AARRR metrics (Pirate metrics)
// Definition
AARRR — Acquisition, Activation, Retention, Referral, Revenue — is a funnel framework coined by Dave McClure for measuring product lifecycle health. Acquisition: how do users find you? Activation: do they experience core value in the first session? Retention: do they return? Referral: do they tell others? Revenue: does the interaction generate money? Each stage surfaces different problems and often has different owners: marketing drives acquisition, product owns activation and retention. The framework's value is forcing you to look at the whole funnel — optimising acquisition while ignoring a leaky Retention stage is expensive failure. QA engineers naturally think in pipelines and staged execution; AARRR maps cleanly onto that mental model.

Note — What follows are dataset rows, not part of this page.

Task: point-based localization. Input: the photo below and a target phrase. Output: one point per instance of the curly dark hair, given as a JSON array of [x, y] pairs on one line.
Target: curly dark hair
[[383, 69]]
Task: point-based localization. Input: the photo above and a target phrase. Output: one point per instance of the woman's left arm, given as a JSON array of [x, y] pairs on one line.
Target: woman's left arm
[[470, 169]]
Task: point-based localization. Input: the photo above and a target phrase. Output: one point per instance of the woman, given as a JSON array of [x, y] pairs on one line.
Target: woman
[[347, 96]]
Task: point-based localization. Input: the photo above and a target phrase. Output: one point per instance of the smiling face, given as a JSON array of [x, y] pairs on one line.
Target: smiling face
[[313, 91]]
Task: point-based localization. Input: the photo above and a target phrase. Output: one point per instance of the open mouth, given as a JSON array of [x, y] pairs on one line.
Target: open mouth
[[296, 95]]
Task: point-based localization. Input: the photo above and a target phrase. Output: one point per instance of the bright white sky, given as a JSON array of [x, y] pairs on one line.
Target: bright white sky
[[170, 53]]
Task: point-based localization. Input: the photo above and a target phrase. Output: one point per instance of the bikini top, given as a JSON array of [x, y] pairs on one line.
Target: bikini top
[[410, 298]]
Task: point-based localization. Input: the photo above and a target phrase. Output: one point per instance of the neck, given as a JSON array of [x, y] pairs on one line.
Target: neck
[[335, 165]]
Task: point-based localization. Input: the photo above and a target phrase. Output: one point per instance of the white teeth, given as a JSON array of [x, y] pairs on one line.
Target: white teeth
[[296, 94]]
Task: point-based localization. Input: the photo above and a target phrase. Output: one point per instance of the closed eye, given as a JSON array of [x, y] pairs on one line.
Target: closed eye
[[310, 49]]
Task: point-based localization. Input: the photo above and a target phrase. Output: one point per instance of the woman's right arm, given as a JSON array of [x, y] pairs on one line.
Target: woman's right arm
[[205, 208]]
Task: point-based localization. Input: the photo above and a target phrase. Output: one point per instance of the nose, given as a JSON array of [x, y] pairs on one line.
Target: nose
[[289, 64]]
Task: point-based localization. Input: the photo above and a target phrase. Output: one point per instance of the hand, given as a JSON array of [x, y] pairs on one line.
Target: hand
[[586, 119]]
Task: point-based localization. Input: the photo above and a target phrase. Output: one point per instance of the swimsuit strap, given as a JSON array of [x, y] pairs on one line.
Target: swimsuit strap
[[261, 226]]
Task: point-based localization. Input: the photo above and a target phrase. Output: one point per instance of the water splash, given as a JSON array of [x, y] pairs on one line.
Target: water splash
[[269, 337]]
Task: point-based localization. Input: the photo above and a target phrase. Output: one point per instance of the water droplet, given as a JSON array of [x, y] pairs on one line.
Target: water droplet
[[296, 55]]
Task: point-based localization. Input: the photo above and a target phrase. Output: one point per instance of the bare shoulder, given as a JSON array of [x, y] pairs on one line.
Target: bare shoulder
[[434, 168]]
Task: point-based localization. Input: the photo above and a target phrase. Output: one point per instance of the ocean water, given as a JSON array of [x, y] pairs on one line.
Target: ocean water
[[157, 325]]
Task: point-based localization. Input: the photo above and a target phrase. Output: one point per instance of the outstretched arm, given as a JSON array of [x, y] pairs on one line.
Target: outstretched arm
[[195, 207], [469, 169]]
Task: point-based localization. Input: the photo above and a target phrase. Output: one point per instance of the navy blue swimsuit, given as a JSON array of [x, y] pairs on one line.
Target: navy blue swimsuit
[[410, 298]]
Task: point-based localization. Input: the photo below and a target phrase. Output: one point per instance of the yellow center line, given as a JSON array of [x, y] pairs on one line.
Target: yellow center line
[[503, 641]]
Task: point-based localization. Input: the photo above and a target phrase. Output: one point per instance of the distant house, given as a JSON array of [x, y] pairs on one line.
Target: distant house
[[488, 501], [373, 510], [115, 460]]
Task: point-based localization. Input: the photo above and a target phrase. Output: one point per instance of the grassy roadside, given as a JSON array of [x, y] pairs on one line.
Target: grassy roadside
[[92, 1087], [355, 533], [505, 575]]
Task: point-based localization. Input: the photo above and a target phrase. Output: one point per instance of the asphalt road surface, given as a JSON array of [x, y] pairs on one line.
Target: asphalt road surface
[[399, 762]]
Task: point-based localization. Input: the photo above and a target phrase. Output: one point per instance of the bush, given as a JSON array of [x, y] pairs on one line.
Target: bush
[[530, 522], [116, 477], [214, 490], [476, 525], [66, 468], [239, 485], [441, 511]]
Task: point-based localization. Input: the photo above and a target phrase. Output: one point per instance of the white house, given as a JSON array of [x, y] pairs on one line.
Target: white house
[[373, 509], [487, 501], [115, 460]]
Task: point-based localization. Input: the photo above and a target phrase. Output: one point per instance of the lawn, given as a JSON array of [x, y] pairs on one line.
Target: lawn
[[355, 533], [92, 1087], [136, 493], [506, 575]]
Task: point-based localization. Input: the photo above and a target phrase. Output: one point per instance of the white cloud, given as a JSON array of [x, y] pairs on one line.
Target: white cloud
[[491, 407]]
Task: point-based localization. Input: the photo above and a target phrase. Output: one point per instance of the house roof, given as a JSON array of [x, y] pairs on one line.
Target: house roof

The new skill is instrumenting each stage with real behavioural metrics rather than coverage percentages or defect counts.
// Related terms
North Star metric
A North Star metric is the single number that best captures the core value a product delivers to customers — the one that, if it grows sustainably, predicts long-term business health. Spotify's was time-in-app; Airbnb's was nights booked. The North Star sits above vanity metrics (page views, sign-ups) and below revenue — it measures the value exchange, not the financial outcome. Choosing the wrong metric drives the wrong behaviour at scale: an engagement metric optimised without guardrails can increase usage while eroding user wellbeing. Supplement the North Star with counter-metrics to prevent gaming. For testers becoming PMs, this is a genuine mindset shift: QA thinks pass/fail (binary, per-release, reversible), while product thinks directional (continuous, long-horizon, probabilistic). Learning to act confidently on a trend rather than a verdict is the core adjustment.
Cohort analysis
Cohort analysis groups users by a shared characteristic at a specific point in time — usually when they first signed up or first performed an action — and tracks their behaviour across subsequent periods. It is the standard method for measuring retention without the distortion that new-user growth introduces: rising daily active users can mask worsening retention if you acquire users faster than you lose old ones. A cohort retention chart has signup week on one axis, weeks since signup on the other, and retention rate as the cell value. The signature of product-market fit is a retention curve that flattens above zero rather than trending toward zero. For QA engineers, cohort analysis resembles regression tracking across release cycles: both ask whether a population maintains expected behaviour over time, just at different scales.
Product-market fit
Product-market fit is the degree to which a product satisfies strong market demand — a state where users acquire, retain, and refer at rates that sustain growth without heavy marketing spend. Marc Andreessen defined it as "being in a good market with a product that can satisfy that market." Sean Ellis's heuristic: if more than 40% of surveyed users would be "very disappointed" if the product disappeared, PMF is likely. Before PMF, optimise for learning, not efficiency — every process and metric should target understanding what the market actually wants. After PMF, optimise for growth. For QA engineers pivoting to product, PMF reframes the entire quality conversation: before PMF you are validating the concept, not production polish; after PMF, reliability and quality become competitive differentiators that directly affect retention.
Product discovery
Product discovery is the work that happens before a single line of code is written: identifying real user problems, validating that they are worth solving, and shaping a solution hypothesis. It involves interviews, observation, prototype testing, and quantitative analysis — the goal is to collapse uncertainty before committing engineering effort. Discovery is never "done"; product teams run it in parallel with delivery to stay ahead of the build queue. The common trap is confusing discovery with research reports that nobody reads; discovery output is a decision: build this, not that, and here is the evidence. For QA engineers moving into product, discovery is where the instinct for "what could go wrong" is most valuable — testing a problem statement or a prototype applies the same rigour as testing a feature, just earlier and cheaper.